For most people the cloud of volcanic ash drifting across the UK will just mean a spectacular red sunset.

The cloud will not be noticeable from the ground and is not expected to affect the weather.

For air passengers that will be little consolation, with thousands grounded across the UK.

But Dr David Rothery, from the department of earth and environmental sciences at The Open University, said flight restrictions were an essential safety precaution.

He said: “The eruption of the Eyjafjallajokull volcano in southern Iceland, which climaxed yesterday with flooding and a tall eruption column driven by expanding steam, distributed fine rock particles known as ’volcanic ash’ as high as 11km into the atmosphere.

“This ash cloud is now drifting with the high altitude winds.

“The main mass is over Scandinavia, but it is also over the north of Great Britain and is likely to spread south over the whole island by the end of the day.

“This is not a dense cloud, and is unlikely to be noticed by people on the ground, though we may have a spectacularly red sunset this evening.

“However, air traffic restrictions have very properly been applied, resulting in closure of airports and airspace.

“This is because if volcanic ash particles are ingested into a jet engine, they accumulate and clog the engines with molten glass.”

Emergency procedure manuals have been changed in the wake of various volcanic ash incidents.

In 1982, a British Airways plane dropped to within a few thousand feet of the ground after flying into an ash cloud over Indonesia.

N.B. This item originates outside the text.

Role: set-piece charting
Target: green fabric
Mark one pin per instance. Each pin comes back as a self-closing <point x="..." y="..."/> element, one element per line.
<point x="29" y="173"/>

Dr Rothery said: “Previously, when engines began to fail the standard practice had been to increase power. This just makes the ash problem worse.

“Nowadays, a pilot will throttle back and lose height so as to drop below the ash cloud as soon as possible.

“The inrush of cold, clean air is usually enough to shatter the glass and unclog the engines.

“Even so, the forward windows may have become so badly abraded by ash that they are useless, and the plane has to land on instruments.”